Im Tier 0 sollten Sie daher auf automatische Agentenupdates verzichten und alle neuen Versionen explizit verifizieren, bevor Sie diese auf die hochprivilegierten Systeme ausbringen. Falls Sie das gleiche Produkt für die Überwachung von Tier 0 und Tier 1 einsetzen, kann das Tier-1-Monitoring als "Staging-Umgebung" für die Verprobung der Tier-0-Agenten dienen. Damit können Sie sowohl die Betriebsmerkmale wie Stabilität und Ressourcenverbrauch als auch die Sicherheit der neuen Agentenversionen überprüfen – zum Beispiel, indem Sie die Agenten-Installer einem zusätzlichen Antimalware-Scan unterziehen oder die Installation im Tier 0 verzögern und den Netzwerkverkehr der Agenten im Tier 1 auf verdächtiges Verhalten beobachten.

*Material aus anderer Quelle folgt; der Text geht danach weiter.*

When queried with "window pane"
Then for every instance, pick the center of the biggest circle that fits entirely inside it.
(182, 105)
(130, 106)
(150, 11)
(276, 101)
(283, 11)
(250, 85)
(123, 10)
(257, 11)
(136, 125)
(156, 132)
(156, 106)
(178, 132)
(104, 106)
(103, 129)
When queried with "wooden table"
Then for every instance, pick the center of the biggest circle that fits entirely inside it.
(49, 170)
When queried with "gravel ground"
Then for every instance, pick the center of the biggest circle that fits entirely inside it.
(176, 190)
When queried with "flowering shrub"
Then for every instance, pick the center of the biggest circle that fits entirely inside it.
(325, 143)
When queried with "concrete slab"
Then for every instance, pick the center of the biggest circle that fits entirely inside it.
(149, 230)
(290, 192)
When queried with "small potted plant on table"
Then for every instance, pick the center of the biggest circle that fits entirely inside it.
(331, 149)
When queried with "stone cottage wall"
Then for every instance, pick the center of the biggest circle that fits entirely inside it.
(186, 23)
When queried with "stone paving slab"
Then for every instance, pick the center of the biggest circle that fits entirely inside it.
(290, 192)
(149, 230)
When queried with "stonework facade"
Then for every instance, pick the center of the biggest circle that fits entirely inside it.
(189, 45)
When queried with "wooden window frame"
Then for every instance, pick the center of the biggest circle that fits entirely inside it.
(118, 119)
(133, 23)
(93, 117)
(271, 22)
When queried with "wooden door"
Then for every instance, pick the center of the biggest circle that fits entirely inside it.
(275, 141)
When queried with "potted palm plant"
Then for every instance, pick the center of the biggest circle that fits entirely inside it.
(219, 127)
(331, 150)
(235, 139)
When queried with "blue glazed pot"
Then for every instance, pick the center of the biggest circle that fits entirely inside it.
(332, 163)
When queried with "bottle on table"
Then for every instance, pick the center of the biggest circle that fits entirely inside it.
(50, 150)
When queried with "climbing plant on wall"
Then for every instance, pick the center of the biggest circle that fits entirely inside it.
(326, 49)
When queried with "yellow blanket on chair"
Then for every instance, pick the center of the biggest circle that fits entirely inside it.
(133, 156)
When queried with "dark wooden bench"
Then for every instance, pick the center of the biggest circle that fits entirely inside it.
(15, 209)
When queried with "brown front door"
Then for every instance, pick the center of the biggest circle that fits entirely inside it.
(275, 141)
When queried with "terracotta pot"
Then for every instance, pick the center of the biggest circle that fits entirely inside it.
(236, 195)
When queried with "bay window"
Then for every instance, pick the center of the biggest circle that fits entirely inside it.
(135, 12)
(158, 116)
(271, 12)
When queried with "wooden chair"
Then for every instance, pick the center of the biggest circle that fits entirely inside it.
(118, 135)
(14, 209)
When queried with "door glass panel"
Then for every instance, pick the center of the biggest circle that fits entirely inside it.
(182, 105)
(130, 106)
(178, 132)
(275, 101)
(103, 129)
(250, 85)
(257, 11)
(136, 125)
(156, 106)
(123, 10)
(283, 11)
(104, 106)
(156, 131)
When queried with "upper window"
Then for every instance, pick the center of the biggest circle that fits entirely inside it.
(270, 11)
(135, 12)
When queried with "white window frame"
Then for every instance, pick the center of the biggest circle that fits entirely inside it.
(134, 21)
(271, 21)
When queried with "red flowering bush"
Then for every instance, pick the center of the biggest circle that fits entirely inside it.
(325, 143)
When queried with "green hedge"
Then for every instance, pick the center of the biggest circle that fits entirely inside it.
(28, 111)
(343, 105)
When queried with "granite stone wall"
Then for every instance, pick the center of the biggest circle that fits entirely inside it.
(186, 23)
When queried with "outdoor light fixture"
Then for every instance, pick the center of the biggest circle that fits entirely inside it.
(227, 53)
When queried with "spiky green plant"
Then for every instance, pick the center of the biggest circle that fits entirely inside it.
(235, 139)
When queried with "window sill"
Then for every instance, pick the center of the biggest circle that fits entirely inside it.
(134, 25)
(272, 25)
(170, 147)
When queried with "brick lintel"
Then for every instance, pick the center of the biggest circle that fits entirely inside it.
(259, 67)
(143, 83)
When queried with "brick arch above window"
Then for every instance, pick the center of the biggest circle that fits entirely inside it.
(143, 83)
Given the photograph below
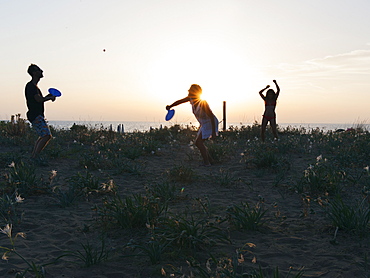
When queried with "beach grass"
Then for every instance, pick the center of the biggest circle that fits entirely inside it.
(162, 215)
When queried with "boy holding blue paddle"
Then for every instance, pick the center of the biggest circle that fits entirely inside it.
(35, 104)
(207, 120)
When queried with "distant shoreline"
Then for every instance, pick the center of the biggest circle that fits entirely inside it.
(141, 126)
(130, 126)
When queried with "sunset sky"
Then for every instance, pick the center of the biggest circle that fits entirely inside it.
(126, 60)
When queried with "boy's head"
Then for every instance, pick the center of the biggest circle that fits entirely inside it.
(195, 90)
(34, 69)
(270, 93)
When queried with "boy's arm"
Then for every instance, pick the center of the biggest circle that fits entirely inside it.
(277, 88)
(260, 92)
(177, 102)
(39, 98)
(210, 114)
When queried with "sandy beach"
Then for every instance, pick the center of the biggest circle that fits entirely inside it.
(75, 204)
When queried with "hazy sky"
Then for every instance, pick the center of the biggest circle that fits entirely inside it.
(318, 51)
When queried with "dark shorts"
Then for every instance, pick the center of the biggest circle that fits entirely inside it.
(41, 127)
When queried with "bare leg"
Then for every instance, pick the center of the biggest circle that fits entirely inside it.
(199, 142)
(263, 128)
(40, 144)
(273, 127)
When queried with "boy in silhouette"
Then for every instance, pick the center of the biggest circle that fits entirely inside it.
(269, 115)
(35, 104)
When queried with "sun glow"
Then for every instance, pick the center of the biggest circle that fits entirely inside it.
(221, 73)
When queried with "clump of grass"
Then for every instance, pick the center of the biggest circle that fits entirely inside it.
(190, 234)
(8, 209)
(22, 178)
(165, 191)
(90, 254)
(181, 173)
(37, 270)
(153, 249)
(87, 183)
(276, 273)
(218, 151)
(245, 217)
(129, 166)
(321, 178)
(225, 178)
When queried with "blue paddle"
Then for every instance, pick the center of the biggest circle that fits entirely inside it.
(170, 114)
(55, 92)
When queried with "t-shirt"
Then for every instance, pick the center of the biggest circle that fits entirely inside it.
(34, 108)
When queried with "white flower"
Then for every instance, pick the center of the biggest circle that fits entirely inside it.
(7, 230)
(18, 199)
(53, 174)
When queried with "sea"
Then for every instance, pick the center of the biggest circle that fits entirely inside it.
(132, 126)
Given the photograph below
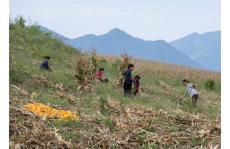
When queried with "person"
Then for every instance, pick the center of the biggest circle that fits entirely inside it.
(128, 80)
(136, 83)
(190, 89)
(45, 64)
(100, 75)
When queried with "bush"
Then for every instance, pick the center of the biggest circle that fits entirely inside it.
(210, 84)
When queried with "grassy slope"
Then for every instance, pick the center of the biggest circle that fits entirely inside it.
(161, 83)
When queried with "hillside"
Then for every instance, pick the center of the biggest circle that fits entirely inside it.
(107, 118)
(205, 48)
(117, 41)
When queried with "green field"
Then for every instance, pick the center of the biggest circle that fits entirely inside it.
(107, 118)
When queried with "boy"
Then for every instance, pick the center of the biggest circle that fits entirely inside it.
(136, 83)
(128, 80)
(45, 64)
(100, 75)
(191, 91)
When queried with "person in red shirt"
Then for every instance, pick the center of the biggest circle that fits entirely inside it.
(136, 83)
(100, 75)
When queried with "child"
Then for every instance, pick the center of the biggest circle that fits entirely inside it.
(136, 83)
(45, 63)
(100, 75)
(191, 91)
(128, 80)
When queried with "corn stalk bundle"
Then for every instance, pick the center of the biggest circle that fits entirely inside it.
(85, 68)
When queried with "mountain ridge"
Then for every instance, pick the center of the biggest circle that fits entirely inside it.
(116, 41)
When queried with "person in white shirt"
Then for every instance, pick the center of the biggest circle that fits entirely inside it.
(190, 89)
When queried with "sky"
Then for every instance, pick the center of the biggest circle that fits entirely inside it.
(147, 19)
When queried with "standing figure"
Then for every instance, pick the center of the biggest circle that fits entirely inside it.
(45, 64)
(136, 84)
(190, 89)
(128, 80)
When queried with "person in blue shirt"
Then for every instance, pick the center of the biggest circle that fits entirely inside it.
(128, 80)
(45, 63)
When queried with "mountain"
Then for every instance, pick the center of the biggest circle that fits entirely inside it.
(55, 35)
(205, 48)
(117, 41)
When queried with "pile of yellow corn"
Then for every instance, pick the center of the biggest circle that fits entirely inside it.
(46, 111)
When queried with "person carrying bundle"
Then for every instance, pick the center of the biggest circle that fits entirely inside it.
(190, 89)
(136, 84)
(45, 64)
(128, 80)
(100, 75)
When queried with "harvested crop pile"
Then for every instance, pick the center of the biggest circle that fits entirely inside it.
(42, 110)
(28, 131)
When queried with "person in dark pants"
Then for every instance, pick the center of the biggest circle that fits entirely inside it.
(190, 89)
(45, 64)
(136, 83)
(100, 75)
(128, 80)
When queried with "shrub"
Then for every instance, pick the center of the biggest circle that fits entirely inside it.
(210, 84)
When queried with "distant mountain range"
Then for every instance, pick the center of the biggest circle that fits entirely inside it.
(117, 41)
(204, 49)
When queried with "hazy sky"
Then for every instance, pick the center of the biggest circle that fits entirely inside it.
(147, 19)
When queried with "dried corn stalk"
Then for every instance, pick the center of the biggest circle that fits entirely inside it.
(85, 68)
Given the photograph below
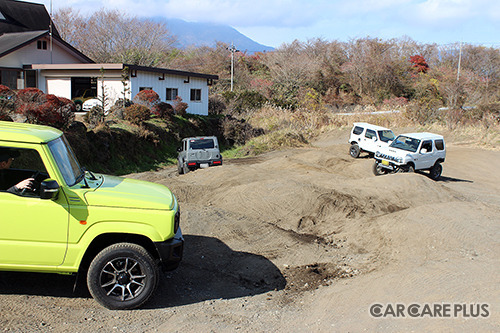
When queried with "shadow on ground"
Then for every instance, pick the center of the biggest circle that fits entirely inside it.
(209, 270)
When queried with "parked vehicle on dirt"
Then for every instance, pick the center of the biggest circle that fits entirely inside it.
(368, 138)
(198, 152)
(411, 152)
(117, 232)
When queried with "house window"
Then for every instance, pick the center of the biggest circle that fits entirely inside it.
(195, 94)
(172, 93)
(9, 78)
(41, 44)
(30, 79)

Letztlich ist dieses Vorgehen natürlich auch abzuwägen, denn schließt ein Hersteller hochkritische und in der Praxis bereits ausgenutzte Schwachstellen, ist das Risiko eines erfolgreichen Angriffs hierüber womöglich größer als das einer Supply-Chain-Attacke. Da die Agenten jedoch auf ohnehin stark abgeschotteten Systemen laufen, sollten derartige Lücken von außen auch kaum angreifbar sein, was genügend Zeit für eine Evaluierung der Updates bieten sollte.
Fazit
Ein Kompromiss zwischen durchgängiger Visibilität und strikter Trennung ist im Monitoring nicht leicht zu erreichen, mit einer Vielzahl von Monitoringsystemen aber technisch möglich. Dabei ist das Wissen darüber, wie Ihr IT- und Anwendungsteam die Funktionen vorhandener Monitoringsysteme tatsächlich benutzt, von höchster Wichtigkeit. Falls bei Ihnen eine Neuanschaffung oder ein Wechsel des Monitoringsystems ansteht, sollten Sie unbedingt die Agentendiskussion noch einmal führen und Sicherheitsüberlegungen dabei einen hohen Stellenwert einräumen.